William and a party of kinsman and friends took a lengthy trip in 1832 – to New Orleans, then up the Mississippi to Cincinnati, and thence 500 miles overland to Baltimore. In his surviving letters, we read of his buying “a pair of splendid Greys” for Sarah, “one of the finest house women in the state,” “a fine coach and harness,” and “a mixed lot of negroes of all sizes. . . .”

Though he obviously had prospered on the Feliciana frontier, William was fated to die young – only a year after finishing ”Mimosa Grove” – leaving Sarah a young widow with ten children. (By a second marriage, to William’ first cousin, Zachariah C. Freeman, Sarah had another two sons and four daughters.)

“Mimosa Grove” is still a Boatner home; and many descendants of William Jared and Sarah Ann Jelks remain in the area. Others, including the prominent and prolific Reily line, abound in Hew Orleans and around Baton Rouge and Monroe.
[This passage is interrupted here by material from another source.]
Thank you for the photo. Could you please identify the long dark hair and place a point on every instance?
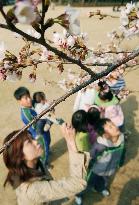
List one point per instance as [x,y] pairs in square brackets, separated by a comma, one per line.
[79,121]
[13,158]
About William Jared Boatner’s sister Louisa, little is known. She and her husband Membrance sold their plantation on Comite Creek in 1823 to William Jared. By the time of his death in 1833, they had both pre-deceased him. There were four sons from this marriage, all Louisiana residents.

Any student of the descendants of John Boatner in Louisiana, or for that matter, of Elias and Jacob Boatner as well, would find his time profitably spent and his story enriched by tracing some of the other families who came from Sumter County – the Gauldens,  Richardsons, Hatfields, and Geralds – to share the great adventure of the earliest Boatners.